Ce programme a trois ans et repose sur quelques principes.

Le premier principe est le ciblage sur les territoires les plus industriels de notre pays. « Territoires d'industrie » représente un peu moins de deux millions d'emplois.

Le deuxième principe est une gestion décentralisée et déconcentrée. Le pilotage a été confié aux conseils régionaux en lien avec les services de l'État, et à un binôme élu local et industriel. En matière d'organisation administrative, il est assez nouveau de confier une politique d'initiative gouvernementale en priorité aux collectivités locales et aux industriels eux-mêmes.

Le dernier principe est le suivant : le gouvernement a souhaité donner carte blanche aux territoires d'industrie. Il ne s'agit donc pas de fonctionner avec des appels à projets thématiques ou sectoriels, mais de signifier aux territoires qu'ils sont les plus à même de construire des projets qui correspondent à leurs spécificités. Pour certains territoires d'industrie, cela peut être le logement des salariés, à l'image d'Annecy où les industriels ont souligné la difficulté de faire venir des salariés dans une ville au coût du logement élevé. Pour d'autres territoires, les priorités peuvent être différentes, au rang desquelles nous trouvons les compétences, l'industrie du futur ou encore la transition écologique.

Le programme recense 1 800 projets travaillés par les acteurs locaux avec un effet d'accélération lié au plan de relance. Le Premier ministre avait annoncé 1,3 milliard d'euros de crédit de l'État d'ici à la fin de l'année 2022, mais je peux vous annoncer que cette somme a déjà été engagée en septembre, notamment, au travers de la mobilisation très importante du plan de relance et notamment du fonds d'accélération des investissements industriels dans les territoires, qui s'inscrit et qui est piloté dans le cadre de notre programme. Ce fonds a déjà permis de soutenir 1 400 projets d'entreprises ainsi que des projets collectifs comme la création de centres de formation, d'écoles de production, de plateformes logistiques ou d'écologie industrielle. Ces projets représentent la création potentielle de 27 000 emplois et 5 milliards d'euros d'investissement productif.

Au-delà de ces chiffres, « Territoires d'industrie » est avant tout une méthode, non pas conçue comme un nouveau dispositif financier ou comme un nouvel appel à projets, mais qui repose sur la confiance entre les acteurs et leurs capacités à élaborer des projets.
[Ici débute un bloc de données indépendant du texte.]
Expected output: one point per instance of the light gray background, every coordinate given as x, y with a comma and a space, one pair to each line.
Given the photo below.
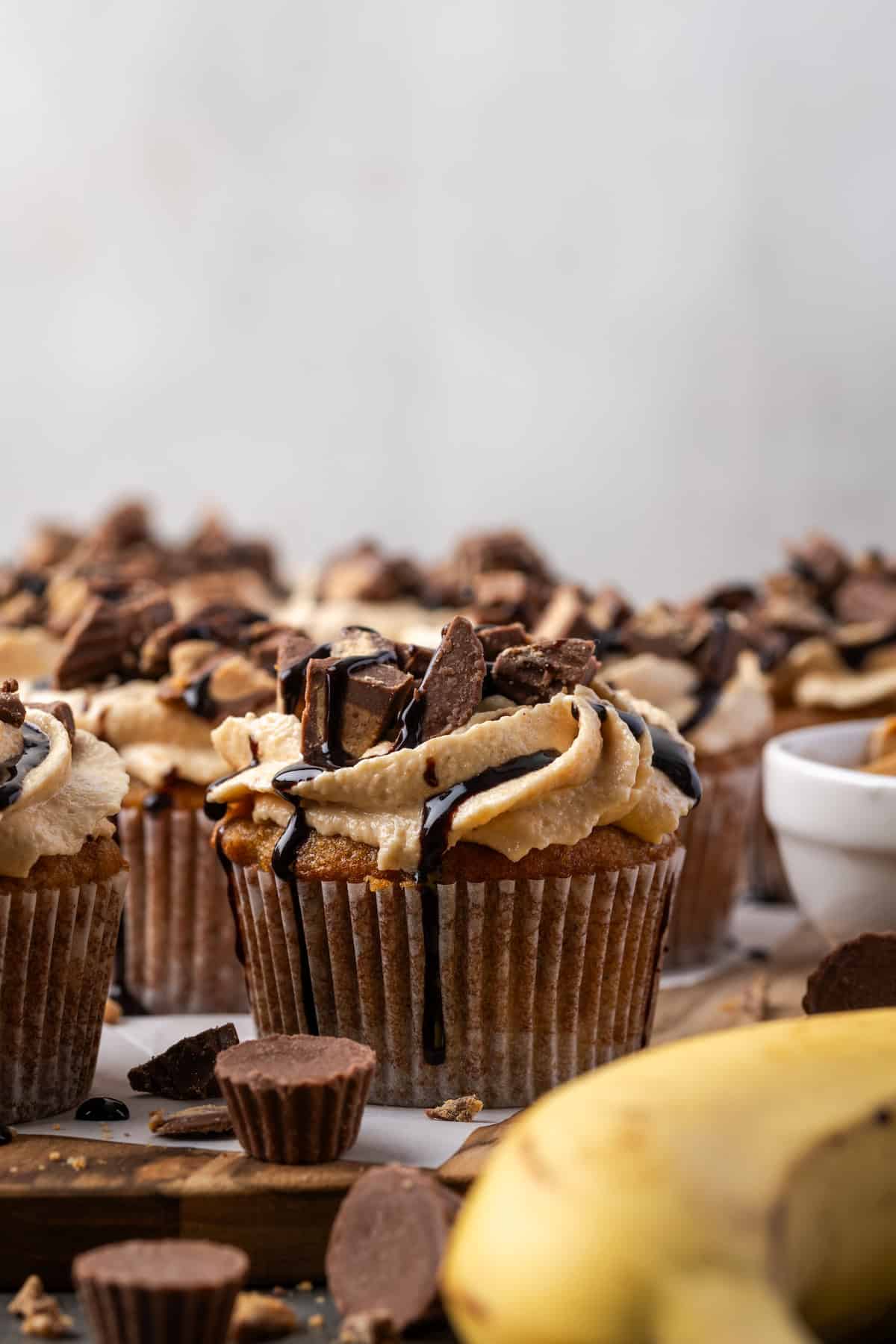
622, 270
Nous n'avons pas de projet sans territoire, mais nous avons parfois des territoires sans projet.

Cette mobilisation financière s'accompagne d'une intervention extrêmement importante de l'État et de la Banque des territoires en ingénierie pour les accompagner dans la construction de leurs projets. 75 % de l'emploi industriel se situe en dehors des métropoles, principalement dans des territoires ruraux, dans des petites villes qui n'ont pas toujours les services économiques suffisants pour pouvoir concevoir des projets, de moyen terme, complexes sur les plans du financement et parfois de la réglementation. C'est un sujet qui nous paraît tout à fait fondamental.